The Canadian jobs data was stronger that expectations and that sent the USDCAD to new lows going back to Tuesday’s trade. However, the price bounced higher after trading at 1.40546 twice (double bottom). The October 14 high at 1.4079 was broken in the bounce, but quickly failed. That level is now close resistance for traders looking for more downside momentum. If the sellers are to take more control, getting below a swing area between 1.4060 to 1.4066 would be the next downside target. If broken the 38.2% of the move up from the Octoebr low at 1.4043 and the rising 200 hour MA at 1.40347 become the next targets that the sellers will need to get and stay below to take back more control. The video above outlines the technicals and the reviews the key levels in play.

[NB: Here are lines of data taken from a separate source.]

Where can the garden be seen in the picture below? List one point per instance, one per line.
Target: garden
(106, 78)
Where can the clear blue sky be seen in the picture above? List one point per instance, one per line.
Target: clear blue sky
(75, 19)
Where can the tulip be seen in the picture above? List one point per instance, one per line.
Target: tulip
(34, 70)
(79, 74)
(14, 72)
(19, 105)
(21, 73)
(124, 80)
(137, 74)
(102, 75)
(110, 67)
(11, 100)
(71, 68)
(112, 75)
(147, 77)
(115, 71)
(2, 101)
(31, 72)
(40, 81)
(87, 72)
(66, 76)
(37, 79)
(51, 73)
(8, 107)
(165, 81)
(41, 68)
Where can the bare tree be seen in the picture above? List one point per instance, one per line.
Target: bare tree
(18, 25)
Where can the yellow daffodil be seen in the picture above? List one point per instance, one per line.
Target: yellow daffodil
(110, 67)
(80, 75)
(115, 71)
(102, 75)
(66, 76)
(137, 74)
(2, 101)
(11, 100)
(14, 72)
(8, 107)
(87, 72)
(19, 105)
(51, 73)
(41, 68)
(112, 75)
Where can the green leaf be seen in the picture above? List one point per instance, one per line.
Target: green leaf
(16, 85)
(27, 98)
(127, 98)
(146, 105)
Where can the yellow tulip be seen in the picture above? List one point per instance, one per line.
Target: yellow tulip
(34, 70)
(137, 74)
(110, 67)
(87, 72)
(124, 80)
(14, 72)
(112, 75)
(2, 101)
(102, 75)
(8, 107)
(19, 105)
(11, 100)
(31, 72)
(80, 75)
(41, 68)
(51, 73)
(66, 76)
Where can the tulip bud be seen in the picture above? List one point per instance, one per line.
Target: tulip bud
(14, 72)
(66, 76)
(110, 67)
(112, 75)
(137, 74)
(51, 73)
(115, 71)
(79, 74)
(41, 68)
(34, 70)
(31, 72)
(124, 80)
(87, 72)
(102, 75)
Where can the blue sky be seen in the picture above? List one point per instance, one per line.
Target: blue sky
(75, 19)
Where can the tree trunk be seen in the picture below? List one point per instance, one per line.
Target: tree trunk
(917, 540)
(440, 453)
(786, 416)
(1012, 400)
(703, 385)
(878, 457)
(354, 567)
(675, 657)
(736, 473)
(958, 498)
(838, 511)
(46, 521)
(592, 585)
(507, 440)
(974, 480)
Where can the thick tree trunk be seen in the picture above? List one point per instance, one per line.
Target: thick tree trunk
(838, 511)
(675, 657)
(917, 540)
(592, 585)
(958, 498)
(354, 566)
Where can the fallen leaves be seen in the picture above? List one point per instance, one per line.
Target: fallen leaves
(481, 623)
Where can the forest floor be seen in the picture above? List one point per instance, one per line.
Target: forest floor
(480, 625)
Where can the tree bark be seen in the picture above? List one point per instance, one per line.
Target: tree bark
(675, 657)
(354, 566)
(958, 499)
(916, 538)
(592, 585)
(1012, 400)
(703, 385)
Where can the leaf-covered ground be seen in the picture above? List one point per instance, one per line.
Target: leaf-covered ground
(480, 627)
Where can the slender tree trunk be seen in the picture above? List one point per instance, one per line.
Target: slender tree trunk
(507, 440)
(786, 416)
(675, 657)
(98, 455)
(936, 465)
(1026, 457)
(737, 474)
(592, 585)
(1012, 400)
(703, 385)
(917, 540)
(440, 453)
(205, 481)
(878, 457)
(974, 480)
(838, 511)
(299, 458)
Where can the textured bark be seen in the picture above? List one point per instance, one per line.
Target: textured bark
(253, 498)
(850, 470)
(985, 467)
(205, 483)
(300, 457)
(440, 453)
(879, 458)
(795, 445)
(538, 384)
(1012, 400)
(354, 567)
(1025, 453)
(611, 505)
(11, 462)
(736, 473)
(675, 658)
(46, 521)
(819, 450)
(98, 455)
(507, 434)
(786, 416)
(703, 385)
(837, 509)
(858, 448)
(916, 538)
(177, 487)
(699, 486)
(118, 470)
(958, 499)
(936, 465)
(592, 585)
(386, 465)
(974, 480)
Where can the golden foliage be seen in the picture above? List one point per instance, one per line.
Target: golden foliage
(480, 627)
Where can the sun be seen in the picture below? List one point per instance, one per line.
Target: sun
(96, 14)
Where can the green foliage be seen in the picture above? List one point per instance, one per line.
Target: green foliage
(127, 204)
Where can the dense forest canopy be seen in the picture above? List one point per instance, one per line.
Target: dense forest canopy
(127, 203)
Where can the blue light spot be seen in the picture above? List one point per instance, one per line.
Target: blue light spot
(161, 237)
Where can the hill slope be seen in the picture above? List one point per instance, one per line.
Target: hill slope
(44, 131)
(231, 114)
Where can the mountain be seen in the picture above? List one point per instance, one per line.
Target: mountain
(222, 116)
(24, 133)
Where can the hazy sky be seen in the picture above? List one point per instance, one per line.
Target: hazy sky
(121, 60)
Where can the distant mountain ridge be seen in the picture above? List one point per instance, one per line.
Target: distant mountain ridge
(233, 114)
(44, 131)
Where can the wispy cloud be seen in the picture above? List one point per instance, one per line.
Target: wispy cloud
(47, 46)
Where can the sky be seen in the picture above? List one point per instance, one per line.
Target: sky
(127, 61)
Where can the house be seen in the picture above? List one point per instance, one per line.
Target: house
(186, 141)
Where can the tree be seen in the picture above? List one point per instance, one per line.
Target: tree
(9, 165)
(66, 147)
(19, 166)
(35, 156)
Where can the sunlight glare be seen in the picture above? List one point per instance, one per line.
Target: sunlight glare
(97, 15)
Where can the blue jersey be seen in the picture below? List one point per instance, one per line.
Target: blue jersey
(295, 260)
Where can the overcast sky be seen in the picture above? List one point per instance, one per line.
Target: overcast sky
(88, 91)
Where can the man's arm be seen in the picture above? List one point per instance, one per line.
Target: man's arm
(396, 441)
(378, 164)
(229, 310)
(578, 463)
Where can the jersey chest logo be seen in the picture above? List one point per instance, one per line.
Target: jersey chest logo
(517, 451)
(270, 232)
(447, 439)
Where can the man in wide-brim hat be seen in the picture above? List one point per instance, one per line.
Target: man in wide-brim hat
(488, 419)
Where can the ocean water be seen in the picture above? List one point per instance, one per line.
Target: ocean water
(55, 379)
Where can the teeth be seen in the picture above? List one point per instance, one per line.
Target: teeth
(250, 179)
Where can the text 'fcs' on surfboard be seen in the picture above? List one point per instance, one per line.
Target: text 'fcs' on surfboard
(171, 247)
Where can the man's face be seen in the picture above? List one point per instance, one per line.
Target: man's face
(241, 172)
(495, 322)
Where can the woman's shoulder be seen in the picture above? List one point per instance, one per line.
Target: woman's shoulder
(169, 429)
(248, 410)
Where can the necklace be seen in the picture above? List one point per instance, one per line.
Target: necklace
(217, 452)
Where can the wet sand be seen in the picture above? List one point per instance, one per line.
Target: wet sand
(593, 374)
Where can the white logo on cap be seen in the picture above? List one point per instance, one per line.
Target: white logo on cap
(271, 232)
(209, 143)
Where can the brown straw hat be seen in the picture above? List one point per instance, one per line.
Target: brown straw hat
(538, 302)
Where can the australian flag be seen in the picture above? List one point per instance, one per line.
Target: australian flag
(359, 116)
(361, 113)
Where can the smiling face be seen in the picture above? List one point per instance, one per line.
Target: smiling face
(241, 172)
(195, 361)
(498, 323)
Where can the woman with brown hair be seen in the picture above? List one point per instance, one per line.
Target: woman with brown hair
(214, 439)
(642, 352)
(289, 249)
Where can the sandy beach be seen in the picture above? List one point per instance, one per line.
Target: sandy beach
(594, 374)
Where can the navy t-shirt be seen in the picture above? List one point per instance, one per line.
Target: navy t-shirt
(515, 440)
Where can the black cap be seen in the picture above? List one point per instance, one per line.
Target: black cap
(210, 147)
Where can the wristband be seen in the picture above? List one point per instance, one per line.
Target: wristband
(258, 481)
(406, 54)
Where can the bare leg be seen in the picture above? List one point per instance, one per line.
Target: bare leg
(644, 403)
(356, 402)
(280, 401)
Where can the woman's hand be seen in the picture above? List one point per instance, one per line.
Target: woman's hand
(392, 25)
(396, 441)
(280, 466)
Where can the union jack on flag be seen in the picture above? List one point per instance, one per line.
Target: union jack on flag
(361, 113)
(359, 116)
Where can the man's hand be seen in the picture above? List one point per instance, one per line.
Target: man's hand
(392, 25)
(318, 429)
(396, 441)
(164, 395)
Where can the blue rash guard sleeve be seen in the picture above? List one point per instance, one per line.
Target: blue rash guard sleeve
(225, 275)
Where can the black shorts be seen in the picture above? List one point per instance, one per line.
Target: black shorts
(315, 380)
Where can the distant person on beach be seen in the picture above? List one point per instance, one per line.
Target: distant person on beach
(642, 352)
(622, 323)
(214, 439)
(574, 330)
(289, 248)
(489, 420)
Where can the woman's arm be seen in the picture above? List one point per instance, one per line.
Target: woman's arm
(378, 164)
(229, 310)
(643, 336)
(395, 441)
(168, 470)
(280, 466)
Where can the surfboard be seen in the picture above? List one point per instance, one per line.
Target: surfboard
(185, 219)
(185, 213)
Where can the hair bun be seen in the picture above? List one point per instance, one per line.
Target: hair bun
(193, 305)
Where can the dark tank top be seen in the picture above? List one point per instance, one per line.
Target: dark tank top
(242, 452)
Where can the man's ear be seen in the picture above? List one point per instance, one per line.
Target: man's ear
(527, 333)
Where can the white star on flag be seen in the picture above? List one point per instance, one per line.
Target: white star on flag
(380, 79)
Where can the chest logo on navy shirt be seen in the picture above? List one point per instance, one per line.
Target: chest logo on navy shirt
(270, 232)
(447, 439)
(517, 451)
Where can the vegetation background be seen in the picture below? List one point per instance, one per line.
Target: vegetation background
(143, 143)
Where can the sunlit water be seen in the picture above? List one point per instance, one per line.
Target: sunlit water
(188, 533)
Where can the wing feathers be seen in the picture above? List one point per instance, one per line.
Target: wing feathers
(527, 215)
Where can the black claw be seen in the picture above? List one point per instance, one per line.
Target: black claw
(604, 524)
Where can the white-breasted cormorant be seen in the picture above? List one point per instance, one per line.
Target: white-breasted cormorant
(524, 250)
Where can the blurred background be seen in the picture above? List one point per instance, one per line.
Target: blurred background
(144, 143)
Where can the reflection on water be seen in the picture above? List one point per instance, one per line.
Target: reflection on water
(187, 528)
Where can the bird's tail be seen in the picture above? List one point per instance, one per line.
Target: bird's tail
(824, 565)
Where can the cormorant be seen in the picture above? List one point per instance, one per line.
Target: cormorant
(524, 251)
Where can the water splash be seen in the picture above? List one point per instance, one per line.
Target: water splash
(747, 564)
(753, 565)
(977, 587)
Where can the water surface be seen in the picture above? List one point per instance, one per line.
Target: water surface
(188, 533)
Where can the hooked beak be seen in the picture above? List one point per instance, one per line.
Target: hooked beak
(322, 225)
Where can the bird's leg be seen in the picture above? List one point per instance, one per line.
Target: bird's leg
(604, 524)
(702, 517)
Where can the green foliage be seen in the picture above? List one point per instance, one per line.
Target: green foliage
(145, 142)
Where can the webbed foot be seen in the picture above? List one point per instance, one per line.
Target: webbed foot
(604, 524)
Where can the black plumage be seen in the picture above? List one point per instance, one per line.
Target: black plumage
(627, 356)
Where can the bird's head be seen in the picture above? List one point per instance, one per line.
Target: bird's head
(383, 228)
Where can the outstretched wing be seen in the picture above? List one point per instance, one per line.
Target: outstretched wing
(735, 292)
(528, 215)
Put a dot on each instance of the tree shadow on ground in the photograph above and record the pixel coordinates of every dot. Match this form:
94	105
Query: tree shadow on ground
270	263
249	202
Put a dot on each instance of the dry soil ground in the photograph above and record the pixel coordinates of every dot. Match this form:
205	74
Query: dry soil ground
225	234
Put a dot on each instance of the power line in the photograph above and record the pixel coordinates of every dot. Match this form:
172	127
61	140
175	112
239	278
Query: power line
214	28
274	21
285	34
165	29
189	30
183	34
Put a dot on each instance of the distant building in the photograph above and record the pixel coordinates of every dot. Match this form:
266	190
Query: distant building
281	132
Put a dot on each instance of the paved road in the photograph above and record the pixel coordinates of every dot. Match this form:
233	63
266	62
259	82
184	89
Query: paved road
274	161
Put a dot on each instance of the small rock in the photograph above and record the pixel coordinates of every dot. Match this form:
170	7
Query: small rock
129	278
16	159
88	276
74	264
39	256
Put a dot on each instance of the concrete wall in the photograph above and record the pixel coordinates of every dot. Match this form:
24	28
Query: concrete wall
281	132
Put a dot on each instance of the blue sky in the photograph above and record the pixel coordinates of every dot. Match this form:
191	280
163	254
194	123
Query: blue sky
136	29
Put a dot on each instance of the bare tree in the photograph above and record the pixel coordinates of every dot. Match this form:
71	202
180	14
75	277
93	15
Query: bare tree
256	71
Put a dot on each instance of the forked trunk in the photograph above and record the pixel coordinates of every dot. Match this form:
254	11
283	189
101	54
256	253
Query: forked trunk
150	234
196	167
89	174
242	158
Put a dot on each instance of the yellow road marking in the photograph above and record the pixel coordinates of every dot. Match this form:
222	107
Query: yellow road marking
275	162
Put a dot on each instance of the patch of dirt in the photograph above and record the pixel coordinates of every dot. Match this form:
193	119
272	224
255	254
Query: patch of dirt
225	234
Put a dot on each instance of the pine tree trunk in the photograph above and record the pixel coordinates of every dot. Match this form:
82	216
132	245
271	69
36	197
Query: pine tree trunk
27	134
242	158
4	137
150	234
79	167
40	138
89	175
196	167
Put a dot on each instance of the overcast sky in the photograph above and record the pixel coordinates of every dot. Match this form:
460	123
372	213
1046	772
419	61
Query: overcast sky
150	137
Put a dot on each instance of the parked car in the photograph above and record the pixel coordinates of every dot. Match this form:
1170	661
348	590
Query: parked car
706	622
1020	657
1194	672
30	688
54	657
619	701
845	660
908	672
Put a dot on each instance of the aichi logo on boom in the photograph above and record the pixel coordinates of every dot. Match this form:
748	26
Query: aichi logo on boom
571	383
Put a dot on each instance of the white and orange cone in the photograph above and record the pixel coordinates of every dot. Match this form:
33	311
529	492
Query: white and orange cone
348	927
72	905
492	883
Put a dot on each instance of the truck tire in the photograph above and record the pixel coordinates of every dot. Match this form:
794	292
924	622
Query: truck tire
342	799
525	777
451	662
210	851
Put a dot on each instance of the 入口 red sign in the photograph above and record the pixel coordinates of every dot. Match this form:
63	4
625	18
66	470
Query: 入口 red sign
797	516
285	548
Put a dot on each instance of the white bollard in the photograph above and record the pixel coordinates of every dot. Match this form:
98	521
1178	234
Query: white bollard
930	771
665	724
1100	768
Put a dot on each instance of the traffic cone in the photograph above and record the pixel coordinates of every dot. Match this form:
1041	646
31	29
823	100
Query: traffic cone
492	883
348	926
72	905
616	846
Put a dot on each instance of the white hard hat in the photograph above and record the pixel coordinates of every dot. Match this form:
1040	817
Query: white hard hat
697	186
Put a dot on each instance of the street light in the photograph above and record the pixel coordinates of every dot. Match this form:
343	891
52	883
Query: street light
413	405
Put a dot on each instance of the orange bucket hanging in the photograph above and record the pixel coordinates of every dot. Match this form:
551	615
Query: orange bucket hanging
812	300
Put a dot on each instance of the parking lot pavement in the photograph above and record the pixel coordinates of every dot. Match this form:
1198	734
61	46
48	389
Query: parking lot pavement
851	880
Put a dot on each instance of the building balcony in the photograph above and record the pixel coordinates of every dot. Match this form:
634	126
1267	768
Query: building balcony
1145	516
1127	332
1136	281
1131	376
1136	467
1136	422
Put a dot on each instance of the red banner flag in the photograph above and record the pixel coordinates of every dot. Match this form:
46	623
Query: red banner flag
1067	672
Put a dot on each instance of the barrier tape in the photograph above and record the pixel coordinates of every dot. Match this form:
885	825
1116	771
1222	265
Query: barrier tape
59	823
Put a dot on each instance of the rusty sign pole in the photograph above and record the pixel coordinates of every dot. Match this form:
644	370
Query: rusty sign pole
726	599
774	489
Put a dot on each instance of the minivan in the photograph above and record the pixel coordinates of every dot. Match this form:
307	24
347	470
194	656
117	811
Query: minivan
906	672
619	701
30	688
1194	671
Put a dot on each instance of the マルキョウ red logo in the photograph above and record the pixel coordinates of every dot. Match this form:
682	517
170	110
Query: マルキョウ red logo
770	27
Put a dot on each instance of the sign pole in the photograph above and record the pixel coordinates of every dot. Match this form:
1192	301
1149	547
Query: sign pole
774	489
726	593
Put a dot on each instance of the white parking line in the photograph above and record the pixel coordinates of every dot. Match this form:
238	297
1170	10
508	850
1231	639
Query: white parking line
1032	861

This article was written by Adam Button at investinglive.com. ๐ Source ๐ก DMK Insight The stronger-than-expected Canadian jobs data is shaking up the USDCAD, and here’s why that matters right now: With the USDCAD hitting new lows at 1.40546, the double bottom pattern suggests a potential reversal, but the failure to hold above the October 14 high of 1.4079 raises concerns. Traders should be cautious, as this bounce could be a short-lived reaction rather than a sustained recovery. The broader context of economic indicators, including inflation and interest rates, will play a crucial role in determining the next moves. If the USDCAD can reclaim and hold above 1.4079, it could signal a bullish trend, but a drop below the recent lows might trigger further selling pressure. Keep an eye on correlated assets like oil, as fluctuations in crude prices often impact the CAD due to Canada’s heavy reliance on oil exports. Watch for volatility in the coming days as traders react to this data and adjust their positions accordingly. ๐ฎ Takeaway Monitor the USDCAD closely; a sustained break above 1.4079 could indicate a bullish reversal, while failure to hold may lead to further declines.
BOE's Pill says not to overinterpret removal of the word 'careful'
Asked about the removal of the world ‘careful’ from the BOE’s language saying ‘careful and gradual’, he says it shouldn’t be overinterpreted.The market is still off-balance on what’s coming next fro the Bank of England with pricing at 58% for a cut (though rising to 100% for February).More comments:I would emphasize continuity of BOE policy, not modest changes in language This article was written by Adam Button at investinglive.com. ๐ Source ๐ก DMK Insight The BOE’s shift in language is subtle but significant for traders navigating interest rate expectations. With the market pricing a 58% chance of a rate cut, and that rising to 100% by February, traders should be cautious. The removal of ‘careful’ suggests a potential shift in the BOE’s approach, which could impact GBP volatility. If the BOE signals a more aggressive stance, it could lead to a stronger pound, affecting forex pairs like GBP/USD. Watch for any upcoming statements or economic data releases that could sway these expectations. The key level to monitor is the 1.30 mark for GBP/USD; a break above could signal bullish momentum, while a drop below might indicate bearish sentiment. But here’s the flip side: if the market misreads the BOE’s intentions, we could see a sharp reversal. Traders should keep an eye on sentiment indicators and adjust positions accordingly, especially as we approach February’s meeting. ๐ฎ Takeaway Watch GBP/USD around the 1.30 level; a break could signal bullish momentum if the BOE shifts its stance.